I do have a 3 phase power supply that comes up to the distribution box with 230V. However individual sockets are all using single phase and the load then gets distributed to three phases at the DB.


----------



## longpvo (Oct 18, 2020)

I was presented by a Lainox rep recently and for what it's worth, the price of the regular Naboo although cheaper where I was offered, it doesn't have a boiler steam generator. It's rather a spritz style. The boiler Naboo costs nearly as much as the SCC XS, hence I went with the SCC XS. It's simpler to fix a boiler machine than spritz plus one ought to have RO water treatment for spritz type.

The touch UI on Naboo seemed too confusing for my liking, it's as if someone put together an android theme way back then.

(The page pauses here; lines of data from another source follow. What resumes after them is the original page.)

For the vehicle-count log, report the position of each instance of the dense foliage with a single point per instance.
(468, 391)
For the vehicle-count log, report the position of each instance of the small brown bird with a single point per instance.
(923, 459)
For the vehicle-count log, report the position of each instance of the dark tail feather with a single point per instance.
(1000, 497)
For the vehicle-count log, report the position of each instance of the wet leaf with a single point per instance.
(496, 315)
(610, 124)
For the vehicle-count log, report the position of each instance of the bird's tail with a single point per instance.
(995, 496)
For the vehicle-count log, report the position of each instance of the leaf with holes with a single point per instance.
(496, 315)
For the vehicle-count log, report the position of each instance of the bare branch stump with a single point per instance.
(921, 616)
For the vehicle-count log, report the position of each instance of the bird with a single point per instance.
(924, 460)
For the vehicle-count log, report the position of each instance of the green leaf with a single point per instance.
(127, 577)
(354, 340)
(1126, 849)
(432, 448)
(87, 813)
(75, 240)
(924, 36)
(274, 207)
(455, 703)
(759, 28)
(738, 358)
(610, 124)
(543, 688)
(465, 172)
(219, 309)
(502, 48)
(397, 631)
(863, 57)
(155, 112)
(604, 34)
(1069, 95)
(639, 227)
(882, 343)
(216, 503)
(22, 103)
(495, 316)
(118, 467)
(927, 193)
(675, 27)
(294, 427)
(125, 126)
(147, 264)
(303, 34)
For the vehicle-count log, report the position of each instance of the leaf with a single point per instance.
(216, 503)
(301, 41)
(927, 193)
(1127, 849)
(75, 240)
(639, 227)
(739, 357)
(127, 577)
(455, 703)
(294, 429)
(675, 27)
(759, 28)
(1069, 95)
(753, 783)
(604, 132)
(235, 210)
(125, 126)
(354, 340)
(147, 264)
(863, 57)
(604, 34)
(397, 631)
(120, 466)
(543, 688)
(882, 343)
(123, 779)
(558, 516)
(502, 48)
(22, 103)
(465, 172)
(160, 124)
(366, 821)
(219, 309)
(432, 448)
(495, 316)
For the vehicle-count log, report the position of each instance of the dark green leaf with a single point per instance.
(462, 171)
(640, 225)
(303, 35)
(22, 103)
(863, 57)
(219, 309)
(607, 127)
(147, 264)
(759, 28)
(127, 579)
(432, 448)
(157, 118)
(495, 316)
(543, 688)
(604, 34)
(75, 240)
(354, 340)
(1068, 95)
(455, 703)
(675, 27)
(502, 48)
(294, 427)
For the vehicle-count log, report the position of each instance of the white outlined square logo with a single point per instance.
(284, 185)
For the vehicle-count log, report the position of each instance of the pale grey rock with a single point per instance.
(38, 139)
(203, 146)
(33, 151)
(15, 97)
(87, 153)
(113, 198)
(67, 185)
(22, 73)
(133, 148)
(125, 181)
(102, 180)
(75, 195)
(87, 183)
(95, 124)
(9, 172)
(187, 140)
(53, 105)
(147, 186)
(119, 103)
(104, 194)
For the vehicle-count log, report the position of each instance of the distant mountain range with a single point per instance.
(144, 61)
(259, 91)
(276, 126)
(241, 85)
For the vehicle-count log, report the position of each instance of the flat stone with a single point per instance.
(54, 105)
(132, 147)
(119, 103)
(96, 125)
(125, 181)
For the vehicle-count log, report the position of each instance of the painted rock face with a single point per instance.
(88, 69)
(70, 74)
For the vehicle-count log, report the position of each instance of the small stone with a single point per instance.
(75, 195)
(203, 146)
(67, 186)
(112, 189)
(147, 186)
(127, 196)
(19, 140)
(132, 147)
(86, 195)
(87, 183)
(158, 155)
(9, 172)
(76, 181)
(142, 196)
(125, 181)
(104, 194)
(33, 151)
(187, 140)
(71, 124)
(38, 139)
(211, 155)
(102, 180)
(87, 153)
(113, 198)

The UI on the SCC (after 2016) is lean and intuitive.

The SCC XS racks support hinge can be interchanged to fit 13x18 half sheet pans, the Naboo does not. This was a major decision for me as I do most baking and dehydration on half sheet pans and the accessories for half sheet pans are more readily available than EU spec GN sizes (think sasa demarle non stick lienrs, and baking molds) I instead use GN trays and pans for roast/grill/ and especially steaming.


----------



## foodpump (Oct 10, 2005)

Spritz type steam is not the same as steam produced by a steam generator. In order for spritzed water to be converted to steam it needs energy. This energy comes from the heat of your oven walls and floor. Basically, when you hit the spritz button, you will lower your oven temp by 10-20%, and will require +/- 10mins to "recover" your original oven temp. A dedicated steam generator will not affect you oven temp.

Also, dont forget convection ovens--Naboo, Rational, or other, have no top heat or bottom heat elements or controls, you only have one temperature zone and one heat intensity.


----------